Genere senza età, quindi, ed anche senza confini predeterminati, se si pensa ad esempio che proprio il progressive italiano ha dato al genere alcuni nomi di riferimento (PFM, Banco, Orme, Osanna, i primi album di New Trolls e di Alan Sorrenti, Biglietto per l’Inferno, Sain Just, Rovescio della Medaglia…) che continuano ad essere amati dagli appassionati di mezzo mondo, dalla Spagna al Giappone.
Ricco di musica (soprattutto “colta”) e di musicisti di enorme profilo tecnico-strumentale, il progressive vive anche di festival estivi che puntualmente si tengono in giro per il mondo, dalla Scozia alla Germania. Anche l’Italia negli ultimi anni ha iniziato a proporre il Porretta Prog, un weekend progressive che si tiene nella stessa calda location appenninica che Graziano Uliani ha lanciato nel mondo come sede dell’unico autentico Soul music festival.

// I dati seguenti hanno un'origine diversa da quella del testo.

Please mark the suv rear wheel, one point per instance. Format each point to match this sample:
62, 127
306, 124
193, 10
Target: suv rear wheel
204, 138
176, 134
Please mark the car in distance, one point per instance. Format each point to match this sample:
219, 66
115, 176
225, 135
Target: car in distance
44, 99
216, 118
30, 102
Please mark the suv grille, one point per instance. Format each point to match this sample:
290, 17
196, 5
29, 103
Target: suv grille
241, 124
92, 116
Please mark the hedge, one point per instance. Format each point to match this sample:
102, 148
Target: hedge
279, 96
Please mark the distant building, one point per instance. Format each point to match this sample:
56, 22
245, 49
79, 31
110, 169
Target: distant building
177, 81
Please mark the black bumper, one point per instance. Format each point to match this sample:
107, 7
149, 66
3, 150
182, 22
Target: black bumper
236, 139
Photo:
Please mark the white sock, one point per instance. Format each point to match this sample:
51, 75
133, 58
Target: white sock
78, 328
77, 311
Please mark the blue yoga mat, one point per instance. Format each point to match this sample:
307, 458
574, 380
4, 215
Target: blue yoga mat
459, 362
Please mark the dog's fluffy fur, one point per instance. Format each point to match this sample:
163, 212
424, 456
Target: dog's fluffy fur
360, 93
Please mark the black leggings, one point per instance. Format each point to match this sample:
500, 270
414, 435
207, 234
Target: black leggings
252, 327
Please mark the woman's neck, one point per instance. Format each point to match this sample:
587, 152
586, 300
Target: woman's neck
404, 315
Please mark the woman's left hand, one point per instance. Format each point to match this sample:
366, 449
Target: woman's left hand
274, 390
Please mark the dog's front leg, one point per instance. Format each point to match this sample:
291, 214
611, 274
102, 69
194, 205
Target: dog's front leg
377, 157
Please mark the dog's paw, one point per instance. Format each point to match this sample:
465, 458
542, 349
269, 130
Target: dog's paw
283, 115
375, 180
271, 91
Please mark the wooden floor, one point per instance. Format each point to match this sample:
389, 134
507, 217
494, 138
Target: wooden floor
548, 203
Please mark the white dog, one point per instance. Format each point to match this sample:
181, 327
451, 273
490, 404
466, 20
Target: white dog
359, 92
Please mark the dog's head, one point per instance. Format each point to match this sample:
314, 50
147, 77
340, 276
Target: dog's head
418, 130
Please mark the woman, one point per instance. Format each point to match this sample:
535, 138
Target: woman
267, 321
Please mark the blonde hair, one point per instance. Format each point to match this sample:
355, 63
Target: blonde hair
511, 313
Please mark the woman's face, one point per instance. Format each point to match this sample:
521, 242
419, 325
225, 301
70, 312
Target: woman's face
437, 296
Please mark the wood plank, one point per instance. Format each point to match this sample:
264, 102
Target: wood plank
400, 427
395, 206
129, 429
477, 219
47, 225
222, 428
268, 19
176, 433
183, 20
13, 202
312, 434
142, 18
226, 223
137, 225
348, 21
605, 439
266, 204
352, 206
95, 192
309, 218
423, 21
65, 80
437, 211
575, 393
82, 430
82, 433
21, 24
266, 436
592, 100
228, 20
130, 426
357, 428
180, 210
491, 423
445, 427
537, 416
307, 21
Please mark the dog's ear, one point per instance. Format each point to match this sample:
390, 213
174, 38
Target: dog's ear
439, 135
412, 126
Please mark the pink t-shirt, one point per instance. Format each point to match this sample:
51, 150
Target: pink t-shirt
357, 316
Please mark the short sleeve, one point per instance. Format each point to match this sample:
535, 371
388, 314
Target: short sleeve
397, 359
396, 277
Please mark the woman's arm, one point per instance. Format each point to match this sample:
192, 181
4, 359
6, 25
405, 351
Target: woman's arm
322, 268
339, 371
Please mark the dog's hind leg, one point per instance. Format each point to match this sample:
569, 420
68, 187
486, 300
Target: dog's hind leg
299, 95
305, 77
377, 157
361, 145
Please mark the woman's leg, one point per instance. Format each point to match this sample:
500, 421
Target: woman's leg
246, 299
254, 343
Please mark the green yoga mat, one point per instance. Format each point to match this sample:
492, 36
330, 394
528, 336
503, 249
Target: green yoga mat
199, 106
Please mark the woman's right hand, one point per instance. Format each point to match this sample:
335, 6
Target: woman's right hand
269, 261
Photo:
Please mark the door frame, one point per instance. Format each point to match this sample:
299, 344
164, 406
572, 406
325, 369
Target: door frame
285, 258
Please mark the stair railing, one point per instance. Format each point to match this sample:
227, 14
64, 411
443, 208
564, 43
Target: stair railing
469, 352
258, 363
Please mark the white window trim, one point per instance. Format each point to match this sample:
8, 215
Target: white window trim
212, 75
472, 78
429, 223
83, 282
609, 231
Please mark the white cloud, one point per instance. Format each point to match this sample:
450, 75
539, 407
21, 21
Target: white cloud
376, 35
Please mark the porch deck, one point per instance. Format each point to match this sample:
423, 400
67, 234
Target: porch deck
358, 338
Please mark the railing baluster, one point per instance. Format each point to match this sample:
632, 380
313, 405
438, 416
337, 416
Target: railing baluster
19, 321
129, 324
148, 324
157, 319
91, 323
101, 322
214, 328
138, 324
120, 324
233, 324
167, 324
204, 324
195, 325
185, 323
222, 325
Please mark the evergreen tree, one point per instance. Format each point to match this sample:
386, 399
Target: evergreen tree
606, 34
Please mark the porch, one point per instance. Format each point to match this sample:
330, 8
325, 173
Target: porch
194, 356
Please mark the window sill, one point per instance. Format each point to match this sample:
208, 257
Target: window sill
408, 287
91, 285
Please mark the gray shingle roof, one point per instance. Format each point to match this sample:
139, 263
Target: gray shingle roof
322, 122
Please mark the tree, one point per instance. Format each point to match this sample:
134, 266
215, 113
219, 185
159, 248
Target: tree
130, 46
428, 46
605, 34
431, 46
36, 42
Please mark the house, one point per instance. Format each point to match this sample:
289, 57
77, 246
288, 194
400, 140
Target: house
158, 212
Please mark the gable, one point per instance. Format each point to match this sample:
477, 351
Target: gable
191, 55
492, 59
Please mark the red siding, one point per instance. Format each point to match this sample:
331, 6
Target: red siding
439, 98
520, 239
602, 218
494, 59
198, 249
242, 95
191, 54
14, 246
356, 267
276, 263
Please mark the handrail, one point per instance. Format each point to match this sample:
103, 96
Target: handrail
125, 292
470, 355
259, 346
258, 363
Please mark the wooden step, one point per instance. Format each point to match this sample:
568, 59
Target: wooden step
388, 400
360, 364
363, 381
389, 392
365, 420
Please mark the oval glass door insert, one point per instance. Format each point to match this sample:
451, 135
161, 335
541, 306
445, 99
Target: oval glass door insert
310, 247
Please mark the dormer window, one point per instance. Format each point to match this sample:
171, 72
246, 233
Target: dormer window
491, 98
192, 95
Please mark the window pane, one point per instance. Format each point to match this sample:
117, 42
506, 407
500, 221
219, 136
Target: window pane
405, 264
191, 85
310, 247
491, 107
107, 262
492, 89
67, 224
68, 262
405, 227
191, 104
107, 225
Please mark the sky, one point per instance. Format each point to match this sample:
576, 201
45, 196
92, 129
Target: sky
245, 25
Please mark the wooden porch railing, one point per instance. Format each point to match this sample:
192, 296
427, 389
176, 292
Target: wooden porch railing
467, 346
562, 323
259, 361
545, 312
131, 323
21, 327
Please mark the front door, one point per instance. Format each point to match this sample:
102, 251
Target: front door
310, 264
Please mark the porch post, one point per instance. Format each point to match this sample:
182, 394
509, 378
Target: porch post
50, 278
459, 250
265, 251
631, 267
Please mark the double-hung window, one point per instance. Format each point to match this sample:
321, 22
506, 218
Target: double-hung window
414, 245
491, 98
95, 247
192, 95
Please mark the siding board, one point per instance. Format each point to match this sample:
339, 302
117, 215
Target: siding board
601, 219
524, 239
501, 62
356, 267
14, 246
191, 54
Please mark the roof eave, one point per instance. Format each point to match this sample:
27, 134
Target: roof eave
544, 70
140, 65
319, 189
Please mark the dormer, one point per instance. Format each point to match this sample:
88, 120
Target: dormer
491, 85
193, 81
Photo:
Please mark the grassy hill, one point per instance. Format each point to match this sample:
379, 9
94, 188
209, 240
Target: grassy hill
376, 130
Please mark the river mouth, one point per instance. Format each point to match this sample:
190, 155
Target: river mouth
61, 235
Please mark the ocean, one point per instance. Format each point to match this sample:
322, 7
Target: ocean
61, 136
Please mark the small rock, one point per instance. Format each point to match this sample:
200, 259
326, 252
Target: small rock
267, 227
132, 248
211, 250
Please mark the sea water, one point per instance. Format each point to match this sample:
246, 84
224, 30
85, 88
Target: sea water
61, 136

Nelle prime edizioni a Porretta sono arrivati tra gli altri i Soft Machine e i Caravan, gli Osanna di Lino Vairetti, i Goblin di Claudio Simonetti e i Guru Guru di Mani Neumeier, a conferma della capacità di questo spicchio di rock di rimanere inossidabile al tempo che passa. Quest’anno sull’Appennino bolognese si attendono nomi eccezionali tra il 5 ed il 7 agosto: i Gong e i Colosseum. I primi sono l’ultima incarnazione della formazione che Daevid Allen ha creato alla fine degli anni ’60 dopo aver già fondato i Soft Machine. Formazione dalla psichedelia imperante, i Gong oggi sono una band “ringiovanita” con il frontman Kavus Torabi e il chitarrista sudamericano Fabio Golfetti a guidare una macchina sonora efficacissima e folle come da copione, e di cui fanno parte anche Ian East (fiati), David Sturt (basso) e Cheb Nettles (batteria e percussioni). Alla scomparsa di Allen (ed implicitamente della sua compagna Gilly Smith), quest’ultima formazione dei Gong ha pubblicato un notevole Rejoice! I’m Dead, impegnandosi a portare in giro per il mondo con efficacia le visioni lisergiche del fondatore contenute in album come Camembert Electrique e Flying Teapot.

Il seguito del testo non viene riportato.